A PASSAGEM DA NOITE –
“Siga o rio. O rio conhece o caminho”. É o estribilho de uma antiga canção do faroeste americano. O leito caudaloso da memória me conduz às vozes que vêm de longe. Na dor acumulada e na fadiga rotineira, ensaio os meus passos no caminho das minhas perdas. Revejo os meus personagens. Escuto o vento nas folhas e o piano da chuva no telhado como se não tivesse ainda baixado a cortina da minha infância em Macaíba. Os passos enérgicos do meu pai e a fragrância suave de minha mãe me parecem tão nítidos, no corredor da memória, como se permanecesse ainda aberta a última porta daquele tempo. Diante do que possa sugerir esquisitice essa ressurreição de ambiente, impetro uma medida cautelar possessória, uma manutenção de posse do espaço perdido tal qual um desesperado náufrago da complexa realidade de hoje.

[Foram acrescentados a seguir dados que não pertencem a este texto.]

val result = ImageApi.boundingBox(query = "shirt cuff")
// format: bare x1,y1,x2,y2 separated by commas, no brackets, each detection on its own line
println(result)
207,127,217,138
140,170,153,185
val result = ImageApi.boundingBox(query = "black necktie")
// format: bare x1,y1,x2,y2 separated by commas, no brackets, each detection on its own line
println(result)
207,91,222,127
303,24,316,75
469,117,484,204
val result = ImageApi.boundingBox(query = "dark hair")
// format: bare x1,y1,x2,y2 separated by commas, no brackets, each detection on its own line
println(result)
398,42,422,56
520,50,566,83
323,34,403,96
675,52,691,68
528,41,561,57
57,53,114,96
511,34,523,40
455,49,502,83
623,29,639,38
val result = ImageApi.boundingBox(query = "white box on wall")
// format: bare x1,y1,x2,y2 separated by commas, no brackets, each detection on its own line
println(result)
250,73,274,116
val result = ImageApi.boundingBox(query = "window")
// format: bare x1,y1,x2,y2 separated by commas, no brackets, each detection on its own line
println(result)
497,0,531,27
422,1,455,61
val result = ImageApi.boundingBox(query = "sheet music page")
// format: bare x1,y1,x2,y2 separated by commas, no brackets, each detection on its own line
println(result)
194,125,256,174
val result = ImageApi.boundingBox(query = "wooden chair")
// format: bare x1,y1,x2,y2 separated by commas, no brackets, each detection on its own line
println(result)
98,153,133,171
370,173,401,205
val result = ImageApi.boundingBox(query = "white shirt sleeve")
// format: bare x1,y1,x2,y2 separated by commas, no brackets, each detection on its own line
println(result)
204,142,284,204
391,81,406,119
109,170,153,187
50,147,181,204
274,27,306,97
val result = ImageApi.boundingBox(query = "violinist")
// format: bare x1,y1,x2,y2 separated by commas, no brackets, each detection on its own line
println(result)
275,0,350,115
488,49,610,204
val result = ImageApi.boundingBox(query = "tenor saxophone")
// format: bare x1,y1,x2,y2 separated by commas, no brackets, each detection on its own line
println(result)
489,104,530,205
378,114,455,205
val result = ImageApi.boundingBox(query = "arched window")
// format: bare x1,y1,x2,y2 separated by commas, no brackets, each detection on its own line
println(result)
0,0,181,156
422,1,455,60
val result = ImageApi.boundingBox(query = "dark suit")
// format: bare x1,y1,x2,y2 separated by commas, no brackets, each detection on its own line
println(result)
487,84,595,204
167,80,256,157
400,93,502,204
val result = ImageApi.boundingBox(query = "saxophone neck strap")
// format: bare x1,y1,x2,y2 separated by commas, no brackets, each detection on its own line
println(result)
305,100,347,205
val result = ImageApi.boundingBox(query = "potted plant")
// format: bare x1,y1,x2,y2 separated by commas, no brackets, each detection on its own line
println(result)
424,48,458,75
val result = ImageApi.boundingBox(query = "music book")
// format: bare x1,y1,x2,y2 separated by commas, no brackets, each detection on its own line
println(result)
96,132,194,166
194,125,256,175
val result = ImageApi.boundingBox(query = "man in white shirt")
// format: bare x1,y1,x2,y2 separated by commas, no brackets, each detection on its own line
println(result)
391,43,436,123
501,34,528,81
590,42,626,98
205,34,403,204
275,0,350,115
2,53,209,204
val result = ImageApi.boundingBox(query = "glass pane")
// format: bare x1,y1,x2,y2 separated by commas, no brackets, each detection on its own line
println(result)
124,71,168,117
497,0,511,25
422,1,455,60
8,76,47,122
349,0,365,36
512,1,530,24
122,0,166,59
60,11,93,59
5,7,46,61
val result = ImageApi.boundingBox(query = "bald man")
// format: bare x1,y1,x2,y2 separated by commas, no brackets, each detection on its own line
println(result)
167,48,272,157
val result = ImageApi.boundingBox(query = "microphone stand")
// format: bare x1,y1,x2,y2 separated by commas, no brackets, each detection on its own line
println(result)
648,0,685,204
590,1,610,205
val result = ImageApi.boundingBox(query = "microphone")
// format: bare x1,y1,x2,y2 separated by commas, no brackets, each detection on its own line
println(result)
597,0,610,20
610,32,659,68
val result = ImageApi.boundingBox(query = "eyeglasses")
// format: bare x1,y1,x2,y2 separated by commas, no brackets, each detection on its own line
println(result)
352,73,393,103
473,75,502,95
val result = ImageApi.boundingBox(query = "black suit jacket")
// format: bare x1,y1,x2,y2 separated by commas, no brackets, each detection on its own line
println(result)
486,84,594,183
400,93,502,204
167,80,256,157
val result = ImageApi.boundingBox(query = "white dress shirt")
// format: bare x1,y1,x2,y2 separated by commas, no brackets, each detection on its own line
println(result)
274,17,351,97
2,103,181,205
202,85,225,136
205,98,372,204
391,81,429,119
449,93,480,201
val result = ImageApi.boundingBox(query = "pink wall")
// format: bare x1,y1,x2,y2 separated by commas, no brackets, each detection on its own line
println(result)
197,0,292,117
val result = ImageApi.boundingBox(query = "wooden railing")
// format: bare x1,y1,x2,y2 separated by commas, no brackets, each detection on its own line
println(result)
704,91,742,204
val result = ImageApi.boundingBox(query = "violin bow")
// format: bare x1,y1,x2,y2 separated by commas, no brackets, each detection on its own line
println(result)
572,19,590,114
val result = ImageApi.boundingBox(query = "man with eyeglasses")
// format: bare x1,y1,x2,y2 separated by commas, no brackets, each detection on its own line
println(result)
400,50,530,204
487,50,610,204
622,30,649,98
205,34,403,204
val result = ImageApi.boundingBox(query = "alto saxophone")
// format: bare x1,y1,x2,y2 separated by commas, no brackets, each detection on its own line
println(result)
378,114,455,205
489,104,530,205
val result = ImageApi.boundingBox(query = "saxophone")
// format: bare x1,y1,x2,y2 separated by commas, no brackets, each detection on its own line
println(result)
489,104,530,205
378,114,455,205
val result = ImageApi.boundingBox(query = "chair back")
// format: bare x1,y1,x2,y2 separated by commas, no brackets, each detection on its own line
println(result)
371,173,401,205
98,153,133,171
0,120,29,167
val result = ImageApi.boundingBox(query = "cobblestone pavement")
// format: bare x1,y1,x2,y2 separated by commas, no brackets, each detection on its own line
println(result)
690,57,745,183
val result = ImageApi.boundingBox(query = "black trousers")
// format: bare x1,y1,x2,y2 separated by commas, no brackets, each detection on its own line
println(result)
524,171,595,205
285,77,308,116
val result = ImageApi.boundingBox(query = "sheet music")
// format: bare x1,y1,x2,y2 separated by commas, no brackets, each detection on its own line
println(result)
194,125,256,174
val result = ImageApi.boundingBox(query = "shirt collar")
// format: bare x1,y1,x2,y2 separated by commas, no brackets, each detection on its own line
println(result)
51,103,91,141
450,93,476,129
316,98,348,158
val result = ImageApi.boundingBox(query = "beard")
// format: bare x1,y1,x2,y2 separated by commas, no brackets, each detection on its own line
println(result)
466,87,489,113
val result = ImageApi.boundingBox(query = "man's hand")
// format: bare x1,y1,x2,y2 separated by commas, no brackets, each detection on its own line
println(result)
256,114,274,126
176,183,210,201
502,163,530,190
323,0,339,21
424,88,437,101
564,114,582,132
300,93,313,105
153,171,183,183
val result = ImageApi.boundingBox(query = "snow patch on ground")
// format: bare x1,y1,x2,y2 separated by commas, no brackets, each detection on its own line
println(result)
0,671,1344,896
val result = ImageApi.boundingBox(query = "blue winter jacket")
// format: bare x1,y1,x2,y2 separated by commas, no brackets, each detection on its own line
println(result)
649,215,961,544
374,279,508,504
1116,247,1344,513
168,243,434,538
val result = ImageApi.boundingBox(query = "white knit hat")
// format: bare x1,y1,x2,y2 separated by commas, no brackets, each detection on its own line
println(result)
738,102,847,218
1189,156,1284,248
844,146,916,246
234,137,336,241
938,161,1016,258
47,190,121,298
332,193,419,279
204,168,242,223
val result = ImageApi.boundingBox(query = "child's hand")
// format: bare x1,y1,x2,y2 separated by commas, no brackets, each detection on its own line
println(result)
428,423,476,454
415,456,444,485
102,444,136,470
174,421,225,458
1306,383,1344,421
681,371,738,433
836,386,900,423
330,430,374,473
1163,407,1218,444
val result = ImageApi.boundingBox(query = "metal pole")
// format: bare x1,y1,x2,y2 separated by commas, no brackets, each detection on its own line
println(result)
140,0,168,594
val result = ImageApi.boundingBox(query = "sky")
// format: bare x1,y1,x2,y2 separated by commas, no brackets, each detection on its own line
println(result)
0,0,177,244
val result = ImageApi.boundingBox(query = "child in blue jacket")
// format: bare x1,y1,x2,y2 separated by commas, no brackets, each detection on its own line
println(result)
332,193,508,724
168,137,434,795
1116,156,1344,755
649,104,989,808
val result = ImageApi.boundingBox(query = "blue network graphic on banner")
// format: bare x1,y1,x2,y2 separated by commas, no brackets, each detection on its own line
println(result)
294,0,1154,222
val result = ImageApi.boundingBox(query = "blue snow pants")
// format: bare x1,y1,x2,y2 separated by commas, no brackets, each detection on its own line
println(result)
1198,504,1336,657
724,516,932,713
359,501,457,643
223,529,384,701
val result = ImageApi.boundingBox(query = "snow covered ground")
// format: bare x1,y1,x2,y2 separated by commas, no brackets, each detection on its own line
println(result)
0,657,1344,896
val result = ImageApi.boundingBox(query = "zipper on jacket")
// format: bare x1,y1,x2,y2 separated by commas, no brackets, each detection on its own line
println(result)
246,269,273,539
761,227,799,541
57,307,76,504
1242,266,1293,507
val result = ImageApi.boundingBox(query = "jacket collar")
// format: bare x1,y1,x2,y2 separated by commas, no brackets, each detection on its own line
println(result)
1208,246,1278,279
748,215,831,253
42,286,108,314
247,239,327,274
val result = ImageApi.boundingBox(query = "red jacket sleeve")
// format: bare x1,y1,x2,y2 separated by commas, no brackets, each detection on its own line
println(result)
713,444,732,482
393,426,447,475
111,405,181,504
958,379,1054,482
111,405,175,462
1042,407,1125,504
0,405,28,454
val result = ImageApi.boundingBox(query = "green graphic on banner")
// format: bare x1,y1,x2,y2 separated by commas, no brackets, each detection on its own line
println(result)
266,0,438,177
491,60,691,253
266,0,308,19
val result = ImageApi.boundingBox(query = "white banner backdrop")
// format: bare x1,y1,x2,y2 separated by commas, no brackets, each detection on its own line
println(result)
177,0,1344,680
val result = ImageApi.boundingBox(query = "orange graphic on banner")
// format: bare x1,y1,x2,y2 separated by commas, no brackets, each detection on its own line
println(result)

Nada disso significa nostalgia piegas. Apenas, me interessa o imponderável e o mistério dos desencontros humanos. Enquanto houver silêncio, solidão, tragédia, medos secretos, jamais deixarei de perseguir os significados. Além da visão, da memória, dos sonhos, tenho os meus pressentimentos. Às vezes, no recolhimento, surgem-me os sons longínquos da antiga amplificadora municipal, “a voz de Macaíba e o seu musical variado” dentro da noite calma e estrelada daquele cenário mítico. A mente se povoa de mortos e de vivos que vagam e que passam. O velho campo de futebol, entre as ruas 30 de Março e Campo Santo, me restitui os ídolos desaparecidos. Craques comuns da vida pobre da cidade, mas que se igualavam para mim aos astros do Maracanã dos idos de Zizinho, Danilo e Ademir.
As águas do rio da reminiscência atingem novas margens e aprofundam o porão da memória. O Cine Teatro Independência dos filmes do Gordo e o Magro, dos Três Patetas, de Chaplin, de Abbott e Costello além dos faroestes que não se repetem mais; a praça Antônio de Melo Siqueira dos primeiros alumbramentos, dos passeios, do banco do namoro, do coreto, tudo como qualquer lembrança de homem comum do interior; a rua do Vintém, do Cajueiro, as Cinco Bocas, a praça da Matriz, o cais de pedra do rio Jundiaí, as jabuticabeiras da Lagoa das Pedras, o Pernambuquinho; o Gango (o baixo meretrício), de todas proibições à hora do crepúsculo, os antigos ônibus da linha Macaíba/Natal que me consumiam diariamente a farda estudantil, enfim, o universo humano das figuras populares, coração e alma de Macaíba que não pára nunca. Na noite de minha vida ainda assisto, com nitidez, à passagem do meu rio
porque eu continuo a ter os meus personagens.
Mas, o patrimônio existencial da terceira idade, onde a memória olfativa, a auditiva e, principalmente, a visual, procuram restituir-me o universo perdido das fases inaugurais da vida. Aquela lua cheia, por exemplo, vista do cais do rio Jundiaí em Macaíba, como se estivesse pendurada por fios invisíveis, atrás dos coqueiros e eucaliptos, infundia-me na adolescência negro mistério do tempo da colonização dos escravos, índios e colonos, de escuridão e medo, como se as fases da lua chegassem naquele tempo por édito imperial. Como me perco na
contemplação do Solar do Ferreiro Torto e os seus sortilégios de poder, carne, cobiça e paixão. E a descortinação surpreendente do Solar dos Guarapes.
Quantas perguntas insaciadas não existem sobre o que ocorreu ali? Os seus fantasmas que subiam e desciam a colina sob a batuta do senhor de engenho numa cosmovisão ora polêmica, ora lírica, dentro do abismo da memória?